Have you ever picked up a flashlight and tried to shine it through your hand? You probably have; it’s just a thing you do, like the “double tap” every time you pick up a power drill. We’ve yet to find a flashlight bright enough to sufficiently outline the bones in our palm, although we’ve had some luck looking through the flesh of our fingers. While that’s pretty cool, it’s quite a bit different from shining a light directly through a human head, which was recently accomplished for the first time at the University of Glasgow. The researchers blasted a powerful pulsed laser against the skull of a volunteer with “fair skin and no hair” and managed to pick up a few photons on the other side, despite an attenuation factor of about 10¹⁸. We haven’t read the paper yet, so it’s unclear if the researchers controlled for the possibility of the flesh on the volunteer’s skull acting like a light pipe and conducting the light around the skull rather than through it, but if the laser did indeed penetrate the skull and everything within it, it’s pretty cool. Why would you do this, especially when we already have powerful light sources that can easily penetrate the skull and create exquisitely detailed images of the internal structures? Why the hell wouldn’t you?!

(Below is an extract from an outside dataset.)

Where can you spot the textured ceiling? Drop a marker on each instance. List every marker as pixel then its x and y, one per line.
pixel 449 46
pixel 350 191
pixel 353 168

TIG welding aluminum is a tough process to master, and just getting to the point where you’ve got a weld you’re not too embarrassed of would be so much easier if you could just watch someone who knows what they’re doing. That’s a tall order, though, as the work area is literally a tiny pool of molten metal no more than a centimeter in diameter that’s bathed in an ultra-bright arc that’s throwing off cornea-destroying UV light. Luckily, Aaron over at 6061.com on YouTube has a fantastic new video featuring up-close and personal shots of him welding up some aluminum coupons. He captured them with a Helios high-speed welding camera, and the detail is fantastic. You can watch the weld pool forming and see the cleaning action of the AC waveform clearly. The shots make it clear exactly where and when you should dip your filler rod into the pool, the effect of moving the torch smoothly and evenly, and how contaminants can find their way into your welds. The shots make it clear what a dynamic environment the weld pool is, and why it’s so hard to control.

And finally, the title may be provocative, but “The Sensual Wrench” is a must-see video for anyone even remotely interested in tools. It’s from the New Mind channel on YouTube, and it covers the complete history of wrenches. Our biggest surprise was learning how relatively recent an invention the wrench is; it didn’t really make an appearance in anything like its modern form until the 1800s. The video covers everything from the first adjustable wrenches, including the classic “monkey” and “Crescent” patterns, through socket wrenches with all their various elaborations, right through to impact wrenches. Check it out and get you ugga-dugga on.